I don’t know if there is some accepted strategy for making a guestlist, but we just jumped straight in. I’m not sure if Cat had an ideal number in her head. I was pitching for about 50.
Close family down first.
I might have misjudged the numbers a little!
A purely family affair could be an option, but I’m not sure that’s conducive to a wild party. For that, we want our friends there (no offence family, but it’s rare that we’ll take you out dancing!)
I photographed a wedding recently at which the father of the bride perfectly summed up my thoughts in his speech. To paraphrase “when I was younger, weddings were full of old fogies and family you never see. Today, look around and you’ll see all of their friends, that’s what a wedding should really be about”. Perfectly put.
I’ve read before that the guestlist should be dictated by the parent’s of the couple, but in that instance I’d probably push a little harder for that elopement. Someone more traditional might suggests that a wedding should be an occasion to invite people that never see each other to come together. But this obligation to facilitate fading family relationships doesn’t really fit in with what I think a wedding should be. A celebration with your favourite people, rather than an irregular chance for a catchup and an expensive meet and greet.
It is these two contrary thought processes that inevitably make it such a difficult undertaking.
Our original plan had been to invite guests for the full day. It’s now looking like we won’t have room for some friends all day and so we’re on to an evening guest list as well. Remember primary school, “you’re my first best friend, you’re my second best friend, you’re my third best friend”. That’s how it feels. Hopefully that’s just some internal anxiety and not how people will see it. The unexpected things that cross and linger on your mind are unbelievable. So many times you hear that compromise is the key to a happy marriage, and planning a wedding is certainly good practice in that particular skill.

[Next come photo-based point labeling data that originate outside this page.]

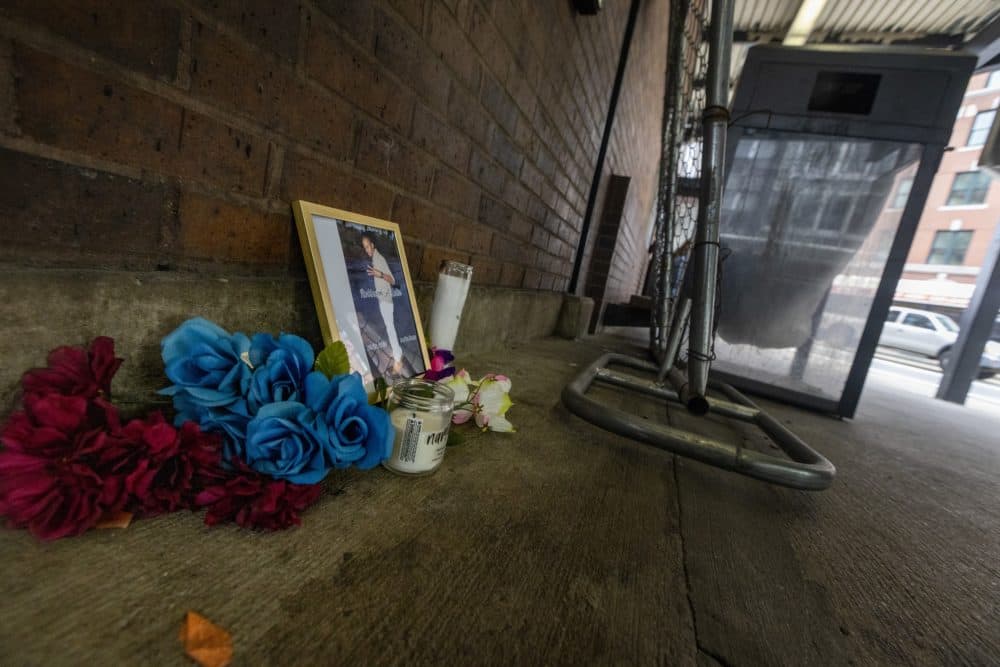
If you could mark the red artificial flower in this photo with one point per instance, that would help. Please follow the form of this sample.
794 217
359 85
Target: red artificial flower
73 371
46 482
158 463
441 367
253 500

Ultimately, the most important thing is that next October I get to marry my best pal. When some outside influences provide a moment of stress, that’s all I need to remind myself of. Everything else will come together and on the day, the people that are there will hopefully have a great time with us.
I want as many people as possible to be happy with how we plan our day, but in the end, there’s only one smile I need to see.
So, it might not be the most helpful post, but all I can offer in way of advice, is try your best to please yourselves and hopefully in the process of doing that, the smiles of everyone else around you will fall in to place when the time comes. I’ll keep you posted on how we get on!